Para fechar o ano, decidi pensar 10 coisas que eu ainda não aprendi, apesar de seguir na luta:

1.       Não aprendi a não gerar expectativas. Tenho que aprender que aquilo que não foi verbalizado ou escrito não posso esperar dos outros, o que me faz a única culpada para a decepção. Em outros casos não, culpa compartilhada;

2.       Não aprendi a controlar a ansiedade e, por conta dela, não sofrer por antecipação, não ter problemas com controle ou não criar vários possíveis cenários imaginários para situação;

3.       Não aprendi (ainda) a formular argumentações a pessoas duras, intimidantes ou só aquelas que não quero bater em frente. Por conta de situações anteriores aprendi a palavra mágica foda-se (mentalmente) e ela pode ser um problema já que a ausência de posicionamento também é um problema;

4.       Não aprendi meus limites quanto à flexibilidade.
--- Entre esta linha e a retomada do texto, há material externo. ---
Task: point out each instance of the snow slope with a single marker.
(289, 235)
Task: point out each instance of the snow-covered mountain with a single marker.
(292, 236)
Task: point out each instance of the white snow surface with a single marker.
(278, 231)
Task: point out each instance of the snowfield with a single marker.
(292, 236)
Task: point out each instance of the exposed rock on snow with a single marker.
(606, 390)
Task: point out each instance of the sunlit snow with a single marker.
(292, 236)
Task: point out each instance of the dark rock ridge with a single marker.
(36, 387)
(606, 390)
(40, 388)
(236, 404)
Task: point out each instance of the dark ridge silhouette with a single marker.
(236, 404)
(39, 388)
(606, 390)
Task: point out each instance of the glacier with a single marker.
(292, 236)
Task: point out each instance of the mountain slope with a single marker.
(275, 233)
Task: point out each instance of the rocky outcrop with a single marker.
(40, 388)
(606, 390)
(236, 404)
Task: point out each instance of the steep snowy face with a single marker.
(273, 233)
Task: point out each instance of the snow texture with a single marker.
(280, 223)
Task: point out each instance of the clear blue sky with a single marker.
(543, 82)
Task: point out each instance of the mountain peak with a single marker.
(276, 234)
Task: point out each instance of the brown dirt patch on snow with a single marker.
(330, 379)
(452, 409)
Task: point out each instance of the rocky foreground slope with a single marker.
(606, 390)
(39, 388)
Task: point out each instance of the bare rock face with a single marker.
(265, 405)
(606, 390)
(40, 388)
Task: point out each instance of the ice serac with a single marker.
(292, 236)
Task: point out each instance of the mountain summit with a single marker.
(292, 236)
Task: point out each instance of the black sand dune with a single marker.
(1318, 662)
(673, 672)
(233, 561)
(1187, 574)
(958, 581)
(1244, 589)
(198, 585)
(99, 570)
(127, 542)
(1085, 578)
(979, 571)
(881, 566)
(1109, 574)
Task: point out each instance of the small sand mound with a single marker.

Como a minha nova professora de yoga fala, o meu problema é o excesso de flexibilidade que não me faz parar e me machucar (e explica muito isso);

5.       Eu não aprendi a não ser curiosa com certos aspectos como leitores no meio do caminho (Qual é o livro? Já li? Será que ele já passou pela cena xpto?);

6.       Apesar de me achar transparente, eu ainda não aprendi a me permitir ou me abrir em certos aspectos, criando uma carapaça ao meu redor. Já deveria ter idade emocional suficiente para deixar isso de lado;

7.       Eu ainda não aprendi a não fazer uma maratona com de qualquer série. Isso é um atraso de vida e eu continuo com o mesmo problema: perdendo tempo com supérfluos enquanto poderia adquirir conhecimento, estudar (prova) ou me divertir de forma social;

8.       Com quase 32 anos eu não aprendi a focar no que eu estou fazendo do que na conversa que está acontecendo no meu lado. Pior, ainda não aprendi a responder os questionamentos dos outros! Já melhorei juro, porém se eu acho isso irritante, imagine os outros;

9.       Ainda não aprendi a relaxar como deveria, a não ficar tensa como deveria e a ansiedade piora isso exponencialmente. Já não levo para o lado pessoal e, se for, boa parte dos casos se encaixa no número 3;

10.   E, para terminar os 10 pontos (e não que só tenha esses 10), eu ainda não aprendi a não desanimar com atividades cujos resultados são de longo prazo e/ou a ser tão resiliente quanto eu gostaria em alcançar certas metas que eu me estipulei.